Adjoining this room is a small boudoir, possessing the latest appliances of civilisation. It contains another grand piano, a large apparatus for projecting moving pictures on a screen, and an ice-cream soda fountain with four taps, of the type one admires—but does not wish to possess—in the New York chemists' shops!! The Shah's, however, lacks three things,—the soda, the ice, and the syrups!
Less modern but more reposeful is the next ante-room with white walls and pretty wood ceiling. It has some military pictures of no great value.
On going down ten steps we find ourselves in a long conservatory with blue and yellow tiles and a semi-open roof. A channel of water runs in the centre of the floor, and is the outlet of three octagonal basins and of spouts at intervals of ten feet.

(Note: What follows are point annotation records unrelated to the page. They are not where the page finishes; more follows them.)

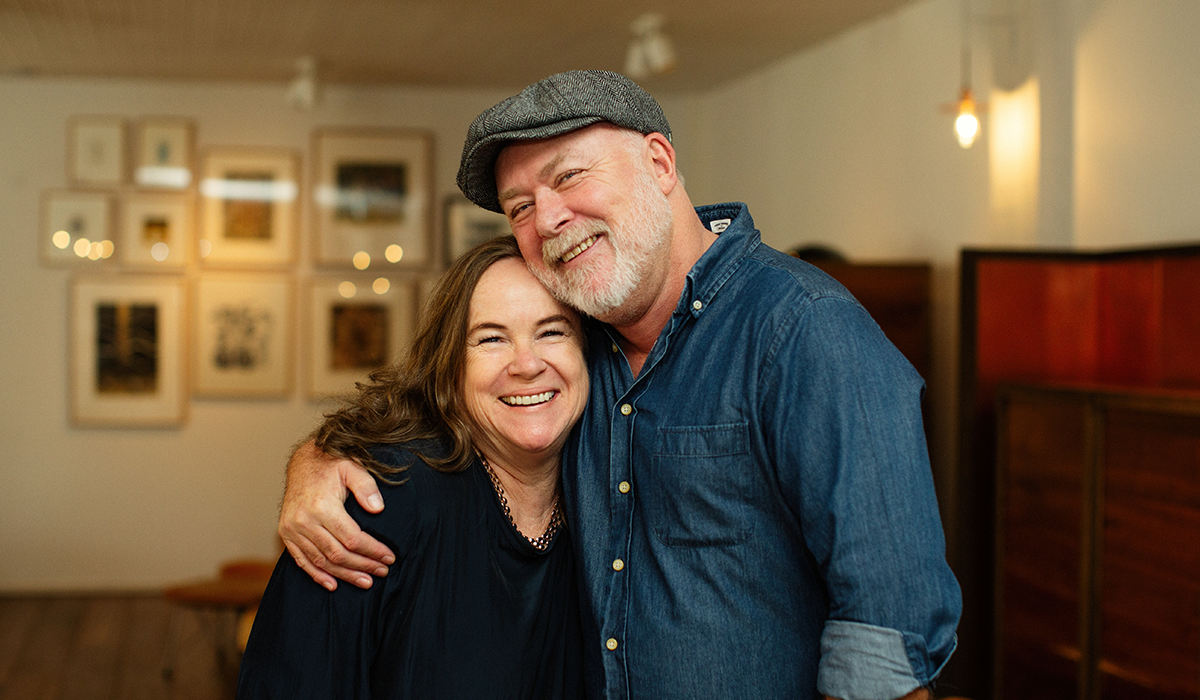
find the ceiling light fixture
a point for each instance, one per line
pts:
(303, 91)
(966, 109)
(651, 53)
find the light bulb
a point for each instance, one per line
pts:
(967, 124)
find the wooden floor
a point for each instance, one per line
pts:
(112, 648)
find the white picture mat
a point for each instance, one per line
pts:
(165, 406)
(82, 215)
(137, 210)
(324, 380)
(165, 154)
(469, 225)
(96, 150)
(336, 240)
(251, 316)
(279, 196)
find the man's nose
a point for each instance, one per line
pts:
(552, 214)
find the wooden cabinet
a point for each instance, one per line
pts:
(1098, 544)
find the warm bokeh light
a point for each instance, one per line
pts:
(967, 127)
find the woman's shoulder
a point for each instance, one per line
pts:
(417, 497)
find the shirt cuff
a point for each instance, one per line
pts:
(864, 662)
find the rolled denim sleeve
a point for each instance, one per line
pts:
(858, 479)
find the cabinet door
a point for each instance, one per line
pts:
(1150, 567)
(1042, 476)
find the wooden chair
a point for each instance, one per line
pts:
(222, 606)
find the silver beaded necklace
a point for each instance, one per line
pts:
(556, 518)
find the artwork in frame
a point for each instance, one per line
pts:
(249, 207)
(372, 192)
(163, 153)
(243, 335)
(96, 151)
(469, 225)
(156, 229)
(357, 324)
(127, 362)
(76, 228)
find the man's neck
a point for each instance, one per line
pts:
(637, 337)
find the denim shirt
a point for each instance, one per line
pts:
(754, 513)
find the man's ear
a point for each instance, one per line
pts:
(661, 155)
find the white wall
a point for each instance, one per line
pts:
(85, 509)
(1138, 147)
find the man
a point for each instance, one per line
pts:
(749, 488)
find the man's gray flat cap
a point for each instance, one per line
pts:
(555, 106)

There is a profusion of lemon and orange trees at the sides of the water, and the place is kept deliciously cool.
Here we emerge again into the gardens, which are really beautiful although rather overcrowded, but which have plenty of fountains and huge tanks, with handsome buildings reflected into the water.

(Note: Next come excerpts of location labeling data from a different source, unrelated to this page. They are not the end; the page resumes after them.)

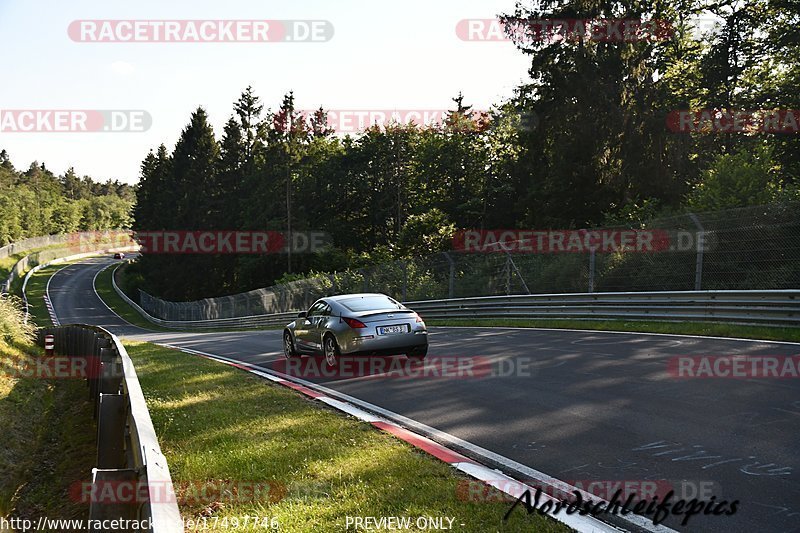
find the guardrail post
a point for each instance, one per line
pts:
(405, 281)
(110, 510)
(111, 431)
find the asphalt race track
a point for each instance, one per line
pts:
(579, 406)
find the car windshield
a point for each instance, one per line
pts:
(370, 303)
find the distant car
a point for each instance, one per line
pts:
(356, 324)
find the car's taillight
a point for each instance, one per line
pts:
(354, 323)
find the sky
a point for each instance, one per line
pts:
(384, 55)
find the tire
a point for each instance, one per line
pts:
(289, 350)
(330, 349)
(418, 354)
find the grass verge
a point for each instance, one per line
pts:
(218, 425)
(48, 430)
(678, 328)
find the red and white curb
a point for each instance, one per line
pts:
(471, 467)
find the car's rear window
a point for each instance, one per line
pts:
(370, 303)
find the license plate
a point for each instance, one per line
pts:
(392, 330)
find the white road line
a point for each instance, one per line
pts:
(425, 430)
(619, 333)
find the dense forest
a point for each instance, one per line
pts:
(37, 202)
(586, 143)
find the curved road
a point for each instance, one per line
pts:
(579, 406)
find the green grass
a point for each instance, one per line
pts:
(48, 431)
(218, 423)
(680, 328)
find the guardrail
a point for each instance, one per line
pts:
(770, 307)
(258, 321)
(63, 260)
(127, 447)
(65, 254)
(773, 307)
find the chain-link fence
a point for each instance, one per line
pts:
(747, 248)
(65, 238)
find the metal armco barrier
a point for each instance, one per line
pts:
(772, 307)
(127, 447)
(776, 307)
(258, 321)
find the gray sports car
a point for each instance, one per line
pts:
(356, 324)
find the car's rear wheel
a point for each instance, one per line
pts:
(331, 350)
(288, 346)
(418, 354)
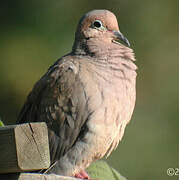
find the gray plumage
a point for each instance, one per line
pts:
(87, 97)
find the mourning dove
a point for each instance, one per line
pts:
(86, 97)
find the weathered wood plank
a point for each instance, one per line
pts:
(34, 176)
(24, 147)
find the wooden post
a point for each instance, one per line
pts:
(24, 147)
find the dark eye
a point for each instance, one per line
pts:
(97, 24)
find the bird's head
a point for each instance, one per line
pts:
(101, 24)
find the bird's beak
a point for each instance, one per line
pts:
(119, 36)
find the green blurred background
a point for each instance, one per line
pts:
(33, 34)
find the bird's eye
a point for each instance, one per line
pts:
(97, 24)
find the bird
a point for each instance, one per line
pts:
(86, 97)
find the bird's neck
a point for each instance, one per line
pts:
(96, 47)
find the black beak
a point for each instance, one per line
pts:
(119, 36)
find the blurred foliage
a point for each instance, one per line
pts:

The high tiled square towers, one of the landmarks of Teheran, are quite picturesque, but some of the pleasure of looking at the really fine view is destroyed by numerous ugly cast-iron coloured figures imported from Austria which disfigure the sides of all the reservoirs, and are quite out of keeping with the character of everything round them.

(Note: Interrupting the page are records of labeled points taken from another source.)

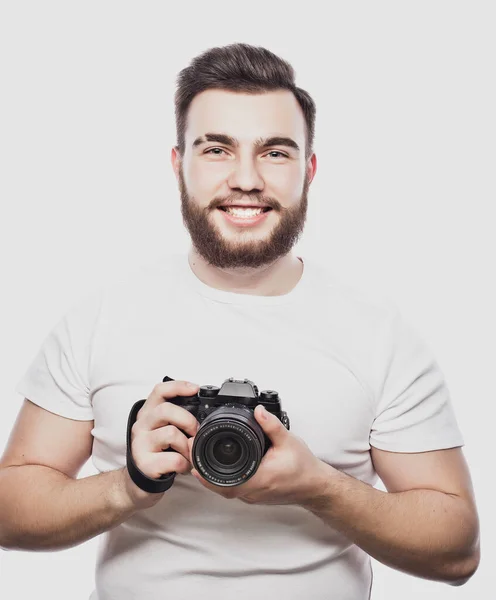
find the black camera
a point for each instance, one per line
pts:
(229, 444)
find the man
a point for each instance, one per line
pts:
(363, 393)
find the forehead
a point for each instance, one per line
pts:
(246, 116)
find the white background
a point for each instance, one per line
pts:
(403, 202)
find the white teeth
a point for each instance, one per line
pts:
(243, 212)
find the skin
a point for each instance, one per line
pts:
(439, 538)
(257, 259)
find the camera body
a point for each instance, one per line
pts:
(230, 444)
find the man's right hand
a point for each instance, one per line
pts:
(156, 428)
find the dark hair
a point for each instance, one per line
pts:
(240, 68)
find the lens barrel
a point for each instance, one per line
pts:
(228, 446)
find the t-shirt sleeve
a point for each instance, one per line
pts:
(58, 378)
(414, 412)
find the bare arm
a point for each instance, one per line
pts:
(44, 509)
(42, 505)
(425, 525)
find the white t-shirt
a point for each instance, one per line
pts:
(350, 373)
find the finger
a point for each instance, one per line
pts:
(167, 414)
(159, 463)
(166, 390)
(167, 437)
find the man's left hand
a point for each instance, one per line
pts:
(289, 473)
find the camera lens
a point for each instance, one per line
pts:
(227, 451)
(229, 446)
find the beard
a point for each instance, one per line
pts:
(244, 247)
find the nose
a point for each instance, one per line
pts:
(245, 175)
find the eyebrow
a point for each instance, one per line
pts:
(260, 143)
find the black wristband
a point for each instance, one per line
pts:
(148, 484)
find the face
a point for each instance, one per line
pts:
(213, 172)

We are now conducted into another building, where Roman mosaics occupy a leading position, a large one of the Coliseum being quite a valuable work of art; but on entering the second room we are suddenly confronted by a collection of hideous tin ware and a specimen case of ordinary fish hooks, manufactured by Messrs. W. Bartlett and Sons. Next to this is a framed autograph of "Nina de Muller of St. Petersburg," and a photographic gathering of gay young ladies with suitable inscriptions—apparently some of the late Shah's acquaintances during his European tours. Here are also stuffed owls, an automatic juggler, an imitation snake, Japanese screens, and an amusing painting by a Persian artist of Adam and Eve in the Garden of Eden—the forbidden fruit already missing.
Previous to entering the largest room we come to an ante-room with photographs of scenery and events belonging to the Shah's tour to Europe.
In the large gold room the whole set of furniture, I am told, was presented to Nasr-ed-din Shah by the Sultan of Turkey, and there are, besides, six large oil-paintings hanging upon the walls in gorgeous gold frames. They represent the last two Shahs, the Emperor and Empress of Russia, the Crown Prince at the time of the presentation, and the Emperor of Austria. A smaller picture of Victor Emmanuel also occupies a prominent place, but here again we have another instance of the little reverence in which our beloved Queen Victoria was held in the eyes of the Persian Court. Among the various honoured foreign Emperors and Kings, to whom this room is dedicated, Queen Victoria's only representation is a small, bad photograph, skied in the least attractive part of the room—a most evident slight, when we find such photographs as that of the Emperor William occupying a front and honoured place, as does also the photograph of Queen Wilhelmina of Holland with her mother. Yet another palpable instance of this disregard for the reigning head of England appears in a series of painted heads of Sovereigns. The Shah, of course, is represented the biggest of the lot, and King Humbert, Emperor William, the Sultan of Turkey and the Emperor of Austria, of about equal sizes; whereas the Queen of England is quite small and insignificant.
The furniture in this room is covered with the richest plush.
We now come upon the royal picture gallery (or, rather, gallery of painted canvases), a long, long room, where a most interesting display of Persian, Afghan, Beluch and Turkish arms of all kinds, ancient and modern, gold bows and arrows, jewelled daggers, Damascus swords, are much more attractive than the yards of portraits of ladies who have dispensed altogether with dressmakers' bills, and the gorgeously framed advertisements of Brooks' Machine Cottons, and other products, which are hung on the line in the picture gallery! The pictures by Persian art students—who paint in European style—are rather quaint on account of the subjects chosen when they attempt to be ideal. They run a good deal to the fantastic, as in the case of the several square yards of canvas entitled the "Result of a dream." It contains quite a menagerie of most suggestive wild animals, and dozens of angels and demons in friendly intercourse playing upon the surface of a lake and among the entangled branches of trees. In the background a pyrotechnic display of great magnitude is depicted, with rockets shooting up in all directions, while ethereal, large, black-eyed women lie gracefully reclining and unconcerned, upon most unsafe clouds. The result on the spectator of looking at the "Result of a dream," and other similar canvases by the same artist, is generally, I should think, a nightmare.